My guess is that
1600x1200 Normal
will be better than
1280x960 with Fine.
Actually, there is a guideline of about 200 pixels per inch to roughly match commercial photo printing quality, so for 10x8 prints you might want to go for the 4500's full pixel count of 2,272 x 1,704.
For a few bucks, you could compare test prints of three options that should give about the same file size:
2,272 x 1,704 Basic
1600x1200 Normal
1280x960 with Fine
and then go up the quality scale to
2,272 x 1,704 Normal
2,272 x 1,704 Fine
to see what satisfies your standards for a 10x8 print.
This is partly based on my limited experience which suggests that when choosing between two options giving about the same file size, the option with more pixels and lower quality JPEG compression factor looks much better than an alternative with less pixels and "higher quality" compression. Also, a lot of people say that JPEG compression to about 1/10 of original file size or bigger looks completely fine until you start further degrading the image with significant editing, so the 4500's Normal compression mode (1/8 compression) is probably as good as needed if you are going to do mostly straight prints.

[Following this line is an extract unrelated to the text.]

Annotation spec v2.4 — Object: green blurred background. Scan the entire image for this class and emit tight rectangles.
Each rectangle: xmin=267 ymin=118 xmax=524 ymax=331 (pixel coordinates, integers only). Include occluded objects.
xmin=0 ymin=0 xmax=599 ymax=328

Preferring more compression over downsampling (reducing pixel count) also seems intuitively right: both discard some information to reduce the file size, but the JPEG algorithms take account of knowledge about human visual perception so as to selectively discard less important information, whereas downsampling is a far cruder approach. For example, with images that are more difficult to compress due to lots of fine detail, the same JPEG setting will produce bigger files: it is smart enough to retain more information in with images that need more.